Je n'ai pas fait mon droit, mais, avec mon argent,
On m'en dispensera, puisque cela s'achète.
Tandis qu'il rêve et qu'il projette,

Sa servante vient l'avertir

Que les jeunes gens du village

Dans la cour du château sont à se divertir.
Le dimanche, c'était l'usage,

Le seigneur se plaisait à danser avec eux.
Oh! ma foi, répond-il, j'ai bien d'autres affaires;
Que l'on danse sans moi.

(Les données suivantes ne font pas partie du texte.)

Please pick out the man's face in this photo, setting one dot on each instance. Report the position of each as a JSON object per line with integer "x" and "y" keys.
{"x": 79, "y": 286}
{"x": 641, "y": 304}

L'esprit plein de chimères,
Il s'enferme tout seul pour se tourmenter mieux.
Ensuite il va joindre à sa somme
Un petit sac d'argent, reste du mois dernier.
Dans l'instant arrive un pauvre homme
Qui, tout en pleurs, vient le prier
De vouloir lui prêter vingt écus pour sa taille:
Le collecteur, dit-il, va me mettre en prison,
Et n'a laissé dans ma maison

Que six enfans sur de la paille.
Notre nouveau Crésus lui répond durement
Qu'il n'est point en argent comptant.

Le pauvre malheureux le regarde, soupire
Et s'en retourne sans mot dire.

Mais il n'était pas loin, que notre bon seigneur
Retrouve tout-à-coup son cœur ;

Il court au paysan, l'embrasse
De cent écus lui fait le don,

Et lui demande encor pardon.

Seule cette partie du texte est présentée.